Inevitably, a good deal of my time is spent talking through the various venison cuts and explaining the qualities of the different species that we have on display, because I believe we should be selling much more than generic venison. Comparing fallow rump with muntjac fillet is like comparing salmon with bass or a Costa Rican arabica with a high-roast Ivory Coast robusta. They may all be delicious, but are all totally different.
For that special dinner party I can offer muntjac or roe fillet that melts in the mouth like butter.
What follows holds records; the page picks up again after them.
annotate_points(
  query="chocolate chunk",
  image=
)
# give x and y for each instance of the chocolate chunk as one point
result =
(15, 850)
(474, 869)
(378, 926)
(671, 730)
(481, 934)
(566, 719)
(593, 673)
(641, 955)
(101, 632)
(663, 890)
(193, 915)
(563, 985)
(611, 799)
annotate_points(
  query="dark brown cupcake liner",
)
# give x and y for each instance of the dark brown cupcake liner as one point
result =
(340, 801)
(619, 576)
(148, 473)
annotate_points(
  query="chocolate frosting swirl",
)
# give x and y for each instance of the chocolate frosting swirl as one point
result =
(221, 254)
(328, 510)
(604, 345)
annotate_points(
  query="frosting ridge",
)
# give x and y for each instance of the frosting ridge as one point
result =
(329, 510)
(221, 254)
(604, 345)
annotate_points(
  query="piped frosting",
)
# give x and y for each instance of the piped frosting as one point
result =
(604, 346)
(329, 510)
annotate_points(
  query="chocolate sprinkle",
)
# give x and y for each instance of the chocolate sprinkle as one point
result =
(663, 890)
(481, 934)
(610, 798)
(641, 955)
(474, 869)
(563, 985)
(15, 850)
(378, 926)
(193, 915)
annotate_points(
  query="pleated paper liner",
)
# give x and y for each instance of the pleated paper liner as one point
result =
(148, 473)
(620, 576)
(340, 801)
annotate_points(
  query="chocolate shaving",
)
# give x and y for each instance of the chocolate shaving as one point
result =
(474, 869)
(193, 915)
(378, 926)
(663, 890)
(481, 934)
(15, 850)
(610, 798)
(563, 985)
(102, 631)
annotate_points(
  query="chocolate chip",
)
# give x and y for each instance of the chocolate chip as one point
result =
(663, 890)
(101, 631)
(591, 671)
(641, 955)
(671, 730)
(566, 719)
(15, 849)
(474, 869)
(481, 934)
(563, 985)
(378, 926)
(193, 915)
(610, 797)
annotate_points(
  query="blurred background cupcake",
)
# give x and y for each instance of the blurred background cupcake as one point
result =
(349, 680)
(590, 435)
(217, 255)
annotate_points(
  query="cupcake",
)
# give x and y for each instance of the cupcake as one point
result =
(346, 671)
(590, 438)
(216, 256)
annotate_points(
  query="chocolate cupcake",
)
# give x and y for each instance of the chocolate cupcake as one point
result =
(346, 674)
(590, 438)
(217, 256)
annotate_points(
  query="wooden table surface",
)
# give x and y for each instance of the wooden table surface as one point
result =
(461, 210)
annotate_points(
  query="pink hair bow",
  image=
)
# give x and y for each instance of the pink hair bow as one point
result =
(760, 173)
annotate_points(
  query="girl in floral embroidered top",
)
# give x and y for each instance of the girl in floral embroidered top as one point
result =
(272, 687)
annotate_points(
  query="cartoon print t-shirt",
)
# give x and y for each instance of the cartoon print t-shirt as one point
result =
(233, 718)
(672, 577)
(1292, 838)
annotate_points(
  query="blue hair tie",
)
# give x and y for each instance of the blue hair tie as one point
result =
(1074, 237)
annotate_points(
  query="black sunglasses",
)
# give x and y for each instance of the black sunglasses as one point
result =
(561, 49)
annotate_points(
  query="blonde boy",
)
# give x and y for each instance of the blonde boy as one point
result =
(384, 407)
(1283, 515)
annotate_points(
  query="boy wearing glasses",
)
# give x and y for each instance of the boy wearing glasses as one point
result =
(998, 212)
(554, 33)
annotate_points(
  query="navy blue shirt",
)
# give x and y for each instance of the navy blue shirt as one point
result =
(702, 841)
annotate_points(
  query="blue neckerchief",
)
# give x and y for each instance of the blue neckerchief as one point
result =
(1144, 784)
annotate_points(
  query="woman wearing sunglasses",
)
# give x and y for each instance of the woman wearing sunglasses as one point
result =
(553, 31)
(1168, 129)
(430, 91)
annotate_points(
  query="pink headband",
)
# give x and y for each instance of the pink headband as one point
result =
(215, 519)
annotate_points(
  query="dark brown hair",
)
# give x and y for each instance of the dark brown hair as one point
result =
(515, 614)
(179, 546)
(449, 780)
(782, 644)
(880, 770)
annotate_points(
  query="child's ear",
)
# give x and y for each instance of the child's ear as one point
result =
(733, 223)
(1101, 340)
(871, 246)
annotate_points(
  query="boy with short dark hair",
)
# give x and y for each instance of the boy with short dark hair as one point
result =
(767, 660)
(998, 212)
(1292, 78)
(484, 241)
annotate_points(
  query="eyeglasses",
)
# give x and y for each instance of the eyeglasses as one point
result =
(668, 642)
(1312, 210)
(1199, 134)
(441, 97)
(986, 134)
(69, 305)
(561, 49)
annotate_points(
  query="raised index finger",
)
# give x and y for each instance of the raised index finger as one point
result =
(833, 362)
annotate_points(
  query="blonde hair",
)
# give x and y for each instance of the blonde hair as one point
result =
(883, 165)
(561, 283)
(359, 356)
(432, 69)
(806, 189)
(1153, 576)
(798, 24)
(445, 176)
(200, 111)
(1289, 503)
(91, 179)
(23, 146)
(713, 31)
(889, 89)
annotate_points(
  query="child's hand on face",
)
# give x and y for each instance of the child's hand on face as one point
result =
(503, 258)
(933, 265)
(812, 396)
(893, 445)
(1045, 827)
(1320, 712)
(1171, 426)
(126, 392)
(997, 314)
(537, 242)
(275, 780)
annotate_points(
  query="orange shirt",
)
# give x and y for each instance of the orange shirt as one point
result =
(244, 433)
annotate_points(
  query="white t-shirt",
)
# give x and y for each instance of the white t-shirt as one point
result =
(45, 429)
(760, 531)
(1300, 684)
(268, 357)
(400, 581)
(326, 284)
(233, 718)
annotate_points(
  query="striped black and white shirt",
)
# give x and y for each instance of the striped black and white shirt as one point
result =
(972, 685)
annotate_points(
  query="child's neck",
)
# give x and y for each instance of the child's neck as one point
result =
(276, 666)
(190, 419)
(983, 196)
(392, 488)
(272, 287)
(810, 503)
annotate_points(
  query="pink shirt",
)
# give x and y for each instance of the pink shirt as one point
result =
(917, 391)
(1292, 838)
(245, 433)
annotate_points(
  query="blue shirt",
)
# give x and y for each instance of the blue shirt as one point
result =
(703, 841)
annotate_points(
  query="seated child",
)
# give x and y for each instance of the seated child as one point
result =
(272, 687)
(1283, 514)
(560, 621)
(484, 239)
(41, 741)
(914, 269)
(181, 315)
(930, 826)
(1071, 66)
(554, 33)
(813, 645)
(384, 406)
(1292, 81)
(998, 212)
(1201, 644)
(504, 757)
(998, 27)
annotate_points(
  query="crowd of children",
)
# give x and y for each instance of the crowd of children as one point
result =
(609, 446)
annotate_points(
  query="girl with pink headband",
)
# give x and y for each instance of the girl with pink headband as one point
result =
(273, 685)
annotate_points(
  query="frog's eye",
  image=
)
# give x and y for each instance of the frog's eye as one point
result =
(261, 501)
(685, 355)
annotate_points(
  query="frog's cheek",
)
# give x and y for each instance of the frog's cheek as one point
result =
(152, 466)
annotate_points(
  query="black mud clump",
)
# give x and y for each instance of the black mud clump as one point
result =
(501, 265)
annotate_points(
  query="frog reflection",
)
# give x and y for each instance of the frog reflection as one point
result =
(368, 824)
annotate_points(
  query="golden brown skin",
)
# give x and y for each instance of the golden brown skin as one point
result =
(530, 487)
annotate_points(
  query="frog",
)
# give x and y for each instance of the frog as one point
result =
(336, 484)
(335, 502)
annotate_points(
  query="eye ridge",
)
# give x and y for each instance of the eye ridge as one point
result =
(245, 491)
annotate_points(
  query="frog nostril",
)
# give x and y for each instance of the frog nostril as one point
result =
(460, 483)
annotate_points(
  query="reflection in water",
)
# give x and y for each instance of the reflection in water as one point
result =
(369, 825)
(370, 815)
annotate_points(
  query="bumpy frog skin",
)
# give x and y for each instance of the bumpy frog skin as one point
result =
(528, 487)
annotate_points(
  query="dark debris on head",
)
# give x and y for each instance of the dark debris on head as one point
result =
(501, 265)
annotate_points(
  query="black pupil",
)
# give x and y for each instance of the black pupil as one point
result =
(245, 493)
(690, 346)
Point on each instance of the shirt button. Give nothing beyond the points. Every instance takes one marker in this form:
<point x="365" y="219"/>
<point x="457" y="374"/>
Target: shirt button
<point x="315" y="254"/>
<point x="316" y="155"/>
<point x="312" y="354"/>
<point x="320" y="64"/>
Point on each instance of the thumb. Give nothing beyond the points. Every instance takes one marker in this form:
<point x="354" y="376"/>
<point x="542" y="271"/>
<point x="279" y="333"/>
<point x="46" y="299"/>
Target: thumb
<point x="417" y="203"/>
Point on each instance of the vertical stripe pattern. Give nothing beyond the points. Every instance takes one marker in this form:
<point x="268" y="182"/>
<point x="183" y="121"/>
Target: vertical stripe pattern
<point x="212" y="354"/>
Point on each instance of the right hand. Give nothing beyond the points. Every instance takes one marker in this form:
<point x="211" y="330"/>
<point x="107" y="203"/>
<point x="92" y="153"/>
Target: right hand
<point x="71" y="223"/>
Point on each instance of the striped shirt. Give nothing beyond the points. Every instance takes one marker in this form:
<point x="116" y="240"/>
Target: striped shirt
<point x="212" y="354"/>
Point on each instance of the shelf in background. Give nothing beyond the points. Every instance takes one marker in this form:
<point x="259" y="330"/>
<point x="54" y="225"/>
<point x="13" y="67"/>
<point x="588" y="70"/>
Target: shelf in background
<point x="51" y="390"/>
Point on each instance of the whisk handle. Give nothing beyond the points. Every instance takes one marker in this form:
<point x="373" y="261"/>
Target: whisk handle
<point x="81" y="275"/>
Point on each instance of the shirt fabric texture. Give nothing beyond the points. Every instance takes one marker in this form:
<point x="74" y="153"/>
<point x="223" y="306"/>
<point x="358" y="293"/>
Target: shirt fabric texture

For a chilly winter weekend we have packs of diced fallow and muntjac shoulder for a warming casserole or a whole muntjac haunch that will feed a family of five as a special Sunday roast.
And inevitably I spend a lot of time explaining the rationale for deer management. Perhaps in a rural area like Suffolk there is more understanding about how the countryside works, but I find that people genuinely appreciate learning about how we shoot and prepare the meat that we are offering and to which we are giving our personal guarantee of quality.
We have had many people who have at first come hesitantly to our stall, perhaps a little unsure about wild meat but interested to learn about how deer have to be managed. They go away converted. Often they will come back month after month and some have now been regular customers for years.
The public relations job we do for deerstalking may be a by-product, but when you’re marketing venison directly to the public, you’re doing more than simply selling meat: you’re promoting good countryside management along with our rural traditions and the rural way of life.